Tesla’s fourth-quarter earnings report fell short of expectations, missing targets for both per-share profit and revenue. The company’s outlook also disappointed investors, contributing to the recent stock decline. However, despite these setbacks, Tesla’s stock has shown strong performance over the past 12 months, rising 86% compared to the S&P 500’s 20.5% advance.
The broader market context shows the US Market Index down 0.25% following a sharp Friday decline, influenced by strong employment data showing unemployment at 4% and hourly wages rising 4.1% year over year. This economic strength has tempered expectations for interest rate cuts, with CME’s FedWatch indicating only a 50 basis point reduction likely before year’s end.

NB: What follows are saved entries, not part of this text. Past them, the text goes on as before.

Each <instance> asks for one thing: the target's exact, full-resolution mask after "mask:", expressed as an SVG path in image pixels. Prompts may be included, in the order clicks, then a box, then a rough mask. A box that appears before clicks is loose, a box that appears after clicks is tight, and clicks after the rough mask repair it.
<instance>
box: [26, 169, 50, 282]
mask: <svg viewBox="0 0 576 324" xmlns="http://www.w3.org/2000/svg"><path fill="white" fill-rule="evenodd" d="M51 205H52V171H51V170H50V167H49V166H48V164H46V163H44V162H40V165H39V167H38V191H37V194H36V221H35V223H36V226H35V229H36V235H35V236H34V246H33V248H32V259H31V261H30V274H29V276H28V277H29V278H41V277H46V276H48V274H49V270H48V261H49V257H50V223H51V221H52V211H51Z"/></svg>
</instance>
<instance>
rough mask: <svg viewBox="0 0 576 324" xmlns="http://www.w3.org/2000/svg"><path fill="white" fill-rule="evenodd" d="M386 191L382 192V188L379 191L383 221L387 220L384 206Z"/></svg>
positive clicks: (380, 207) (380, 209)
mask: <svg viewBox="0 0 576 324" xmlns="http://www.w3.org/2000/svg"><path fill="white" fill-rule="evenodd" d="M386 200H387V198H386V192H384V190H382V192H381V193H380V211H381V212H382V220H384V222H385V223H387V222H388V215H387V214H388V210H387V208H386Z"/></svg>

Looking at Tesla’s valuation, Morningstar analysts note that despite the recent price decline, the stock still trades at a 44% premium to their estimated fair value. This serves as a reminder that price drops don’t automatically create good value opportunities.
In overseas markets, Tesla faces additional hurdles. The company has experienced declining sales in Europe, and similar trends are emerging in China, a crucial market for the automaker’s global growth strategy.

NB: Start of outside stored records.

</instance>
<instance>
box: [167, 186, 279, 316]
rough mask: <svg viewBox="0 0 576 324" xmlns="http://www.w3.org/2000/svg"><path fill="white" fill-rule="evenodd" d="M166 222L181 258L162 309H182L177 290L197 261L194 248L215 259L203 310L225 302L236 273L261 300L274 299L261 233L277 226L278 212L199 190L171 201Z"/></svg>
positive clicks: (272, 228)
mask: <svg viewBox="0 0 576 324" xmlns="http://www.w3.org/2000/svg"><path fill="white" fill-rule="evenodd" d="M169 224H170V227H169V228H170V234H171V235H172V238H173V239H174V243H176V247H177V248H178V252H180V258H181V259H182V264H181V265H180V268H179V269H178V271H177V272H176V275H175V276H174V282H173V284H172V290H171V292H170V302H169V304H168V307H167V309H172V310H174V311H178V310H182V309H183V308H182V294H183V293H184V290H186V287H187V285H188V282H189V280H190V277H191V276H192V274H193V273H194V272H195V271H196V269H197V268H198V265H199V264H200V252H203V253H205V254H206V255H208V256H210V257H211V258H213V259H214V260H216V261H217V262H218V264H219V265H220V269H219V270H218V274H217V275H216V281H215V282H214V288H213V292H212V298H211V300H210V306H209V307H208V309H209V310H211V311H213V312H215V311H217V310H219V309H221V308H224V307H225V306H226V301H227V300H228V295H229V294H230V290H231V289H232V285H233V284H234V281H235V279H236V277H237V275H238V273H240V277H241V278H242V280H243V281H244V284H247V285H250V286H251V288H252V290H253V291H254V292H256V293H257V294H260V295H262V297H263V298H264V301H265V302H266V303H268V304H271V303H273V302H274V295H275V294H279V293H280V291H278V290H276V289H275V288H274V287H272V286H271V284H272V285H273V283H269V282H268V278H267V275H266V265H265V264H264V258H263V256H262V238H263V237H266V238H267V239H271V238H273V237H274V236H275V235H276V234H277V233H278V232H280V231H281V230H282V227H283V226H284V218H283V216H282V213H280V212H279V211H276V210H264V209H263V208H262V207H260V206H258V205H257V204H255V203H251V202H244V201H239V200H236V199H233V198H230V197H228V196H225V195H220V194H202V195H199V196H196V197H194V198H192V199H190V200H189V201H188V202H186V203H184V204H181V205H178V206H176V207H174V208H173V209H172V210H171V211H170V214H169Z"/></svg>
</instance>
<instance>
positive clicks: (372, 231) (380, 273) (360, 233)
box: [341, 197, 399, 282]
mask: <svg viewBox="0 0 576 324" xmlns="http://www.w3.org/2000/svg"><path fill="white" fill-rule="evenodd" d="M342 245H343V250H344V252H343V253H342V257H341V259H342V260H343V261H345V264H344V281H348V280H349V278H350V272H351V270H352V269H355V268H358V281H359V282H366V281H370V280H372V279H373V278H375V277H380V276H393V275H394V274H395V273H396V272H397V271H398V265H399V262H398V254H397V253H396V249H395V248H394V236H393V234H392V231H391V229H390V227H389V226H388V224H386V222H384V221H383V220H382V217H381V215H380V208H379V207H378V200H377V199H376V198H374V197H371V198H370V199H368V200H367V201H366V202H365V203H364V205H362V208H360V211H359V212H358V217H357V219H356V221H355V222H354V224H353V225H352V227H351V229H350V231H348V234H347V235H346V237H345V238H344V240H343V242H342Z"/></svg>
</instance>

The company’s trailing four-week average for net purchase consideration has declined to near fresh lows, continuing a downward trend observed in recent years. This metric, combined with falling favorability ratings, suggests potential headwinds for future sales.

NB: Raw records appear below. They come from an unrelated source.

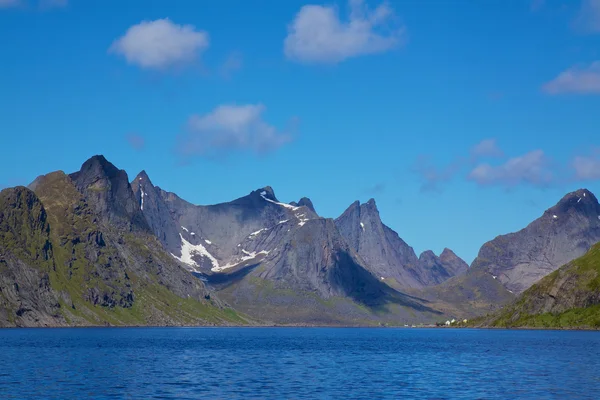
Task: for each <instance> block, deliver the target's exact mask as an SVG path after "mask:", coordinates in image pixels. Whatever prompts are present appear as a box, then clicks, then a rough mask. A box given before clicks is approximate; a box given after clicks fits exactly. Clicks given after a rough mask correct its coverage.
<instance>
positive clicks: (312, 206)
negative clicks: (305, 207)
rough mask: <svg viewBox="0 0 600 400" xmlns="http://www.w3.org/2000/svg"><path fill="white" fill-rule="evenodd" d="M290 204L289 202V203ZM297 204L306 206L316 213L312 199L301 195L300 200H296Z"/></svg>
mask: <svg viewBox="0 0 600 400" xmlns="http://www.w3.org/2000/svg"><path fill="white" fill-rule="evenodd" d="M290 204H291V203H290ZM292 205H293V204H292ZM297 206H298V207H306V208H308V209H309V210H311V211H312V212H314V213H316V211H315V206H314V204H313V202H312V200H311V199H309V198H308V197H303V198H301V199H300V201H298V203H297Z"/></svg>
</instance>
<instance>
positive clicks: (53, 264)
mask: <svg viewBox="0 0 600 400" xmlns="http://www.w3.org/2000/svg"><path fill="white" fill-rule="evenodd" d="M21 190H22V191H28V189H25V188H22V189H21ZM35 191H36V194H37V197H39V199H40V200H41V202H39V201H38V202H36V203H35V204H34V205H33V207H34V208H32V209H31V211H27V212H25V214H34V215H36V214H44V217H46V214H47V221H45V224H46V225H45V227H42V228H39V227H35V229H32V228H31V226H32V224H31V223H24V222H23V221H25V220H26V218H27V215H25V216H24V217H23V216H22V217H21V220H20V221H19V220H16V219H14V218H13V219H12V220H9V219H7V218H6V217H5V218H3V220H4V222H5V224H4V225H6V226H8V227H9V228H6V227H5V229H2V232H0V246H1V247H0V248H4V249H7V248H10V249H11V251H10V254H9V252H8V251H5V253H7V254H9V255H10V256H11V260H13V263H12V264H11V265H12V266H13V268H12V270H11V271H14V270H16V269H17V268H16V267H14V265H15V262H16V261H14V260H17V261H18V262H19V263H21V265H26V266H27V267H28V268H33V269H34V270H37V271H39V274H41V275H40V276H39V277H37V276H34V277H33V278H30V277H26V278H27V280H37V279H42V278H43V277H46V279H47V280H48V281H49V285H48V286H49V289H50V290H51V291H52V293H53V294H54V295H53V296H51V297H52V299H55V301H56V303H57V304H56V309H57V311H56V313H55V314H54V315H51V316H48V315H47V314H48V312H47V310H46V309H47V305H46V304H40V301H37V302H36V301H34V302H31V303H32V304H31V305H30V306H29V309H30V311H29V315H33V316H34V317H32V318H29V319H25V318H23V317H22V316H18V315H16V316H15V313H16V310H15V308H16V307H15V305H14V304H20V303H21V302H22V301H23V300H24V298H23V297H24V296H26V295H27V294H26V293H16V295H15V296H13V298H12V301H9V300H11V299H8V300H7V299H5V300H6V301H4V304H2V303H0V308H3V310H4V311H3V312H4V314H5V322H4V325H11V324H14V325H24V326H31V325H34V326H39V325H42V326H43V325H54V326H60V325H77V326H87V325H115V326H131V325H231V324H236V325H238V324H239V325H244V324H248V323H249V321H248V320H247V319H246V318H245V317H243V316H241V315H240V314H238V313H236V312H235V311H233V310H231V309H229V308H227V307H225V306H223V304H222V303H220V302H219V301H218V300H217V299H215V298H214V297H213V298H211V296H210V294H209V293H208V292H207V291H206V289H205V288H204V286H203V284H202V283H201V282H200V281H199V280H197V279H196V278H194V277H193V276H191V274H189V273H188V272H187V271H184V270H183V269H182V268H181V267H180V266H179V265H178V264H176V262H175V261H174V260H173V259H172V257H171V256H169V255H168V254H166V253H165V252H164V250H162V247H161V246H160V243H158V241H157V240H156V238H155V237H153V236H151V235H148V234H138V233H135V234H134V233H129V232H120V231H118V230H116V229H114V228H113V227H110V226H104V225H102V224H101V223H99V222H98V221H99V218H98V216H97V215H95V214H94V212H93V211H92V208H91V207H90V206H89V205H88V204H87V202H86V199H84V198H83V196H82V195H81V193H80V192H78V191H77V189H76V188H75V187H74V185H73V184H72V182H71V180H70V178H69V177H68V176H66V175H65V174H64V173H62V172H55V173H52V174H49V175H47V176H45V177H44V178H42V179H41V180H39V181H38V182H37V183H36V187H35ZM29 193H30V195H29V197H36V196H35V195H34V194H33V193H31V192H29ZM0 206H1V207H0V210H4V213H5V214H14V209H15V207H14V204H0ZM37 208H40V210H38V209H37ZM19 213H20V214H23V212H21V211H20V212H19ZM0 220H1V219H0ZM34 226H35V225H34ZM44 248H46V250H42V249H44ZM41 251H45V252H46V253H47V254H49V256H47V257H41V256H40V255H39V254H38V253H40V252H41ZM4 258H6V257H4ZM2 259H3V258H2V257H0V275H3V274H4V275H6V279H4V281H5V282H4V284H3V283H2V280H0V293H4V292H5V291H6V289H4V287H2V286H6V287H7V289H10V285H11V284H12V281H15V283H19V281H20V280H23V279H25V278H24V277H21V276H14V275H15V274H14V273H12V272H11V274H12V275H10V274H9V272H10V271H8V268H5V270H4V271H3V270H2ZM4 275H3V276H2V277H5V276H4ZM17 275H18V274H17ZM25 300H28V301H29V300H30V299H25ZM0 301H1V299H0ZM1 318H2V313H0V319H1Z"/></svg>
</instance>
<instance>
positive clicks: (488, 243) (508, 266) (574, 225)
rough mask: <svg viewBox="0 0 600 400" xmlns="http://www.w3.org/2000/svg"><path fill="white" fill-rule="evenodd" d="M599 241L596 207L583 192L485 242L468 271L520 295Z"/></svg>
mask: <svg viewBox="0 0 600 400" xmlns="http://www.w3.org/2000/svg"><path fill="white" fill-rule="evenodd" d="M598 241H600V205H599V204H598V200H597V199H596V197H595V196H594V195H593V194H592V193H591V192H590V191H588V190H587V189H580V190H578V191H576V192H572V193H569V194H567V195H566V196H564V197H563V198H562V199H561V200H560V201H559V202H558V204H556V205H555V206H554V207H551V208H550V209H548V210H546V212H544V214H543V215H542V216H541V217H540V218H538V219H536V220H535V221H533V222H532V223H531V224H529V225H528V226H527V227H526V228H524V229H522V230H520V231H519V232H516V233H511V234H508V235H502V236H498V237H497V238H495V239H494V240H492V241H490V242H487V243H486V244H484V245H483V247H482V248H481V250H480V251H479V255H478V256H477V258H476V259H475V260H474V261H473V264H472V265H471V269H473V270H482V271H485V272H487V273H488V274H489V275H491V276H493V277H494V279H497V280H498V281H499V282H501V283H502V284H503V285H504V286H505V287H506V288H507V289H508V290H510V291H512V292H514V293H521V292H523V291H524V290H526V289H527V288H529V287H530V286H531V285H533V284H534V283H535V282H537V281H539V280H540V279H541V278H543V277H544V276H546V275H548V274H549V273H551V272H553V271H555V270H556V269H558V268H559V267H560V266H561V265H564V264H566V263H568V262H569V261H571V260H573V259H575V258H577V257H580V256H582V255H583V254H585V252H586V251H588V250H589V249H590V247H591V246H592V245H593V244H595V243H597V242H598Z"/></svg>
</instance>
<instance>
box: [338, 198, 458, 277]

Despite these challenges, Tesla maintains several positive developments. The company achieved record low costs of goods sold in the fourth quarter of 2024. Plans are in place to launch a lower-priced vehicle in the first half of 2025, which could help expand market reach.
Additional initiatives include the anticipated public debut of Full Self-Driving technology this year and the ramping up of production for Optimus robots, representing potential new revenue streams for the company.
Federal Reserve officials have emphasized the economy’s strength and inflation risks, indicating a cautious approach to future rate adjustments. This monetary policy stance could influence market conditions for all automakers, including Tesla.
The impact of Trump’s order on EV chargers remains uncertain, given the limited allocations of National Electric Vehicle Infrastructure funding to date. However, the policy shift creates additional market uncertainty for the entire EV sector.
Consumer cyclical stocks as a whole have felt pressure, with the sector falling 3.1%. Tesla’s decline has occurred alongside other market leaders, including Amazon, which saw a 3.6% drop despite beating earnings expectations.
For the broader market, earnings season has shown promise, with year-over-year growth reaching 16.4%, exceeding the 11.8% expected at the quarter’s start. Analysts project 13% earnings growth for 2025, though these optimistic forecasts may influence market valuations.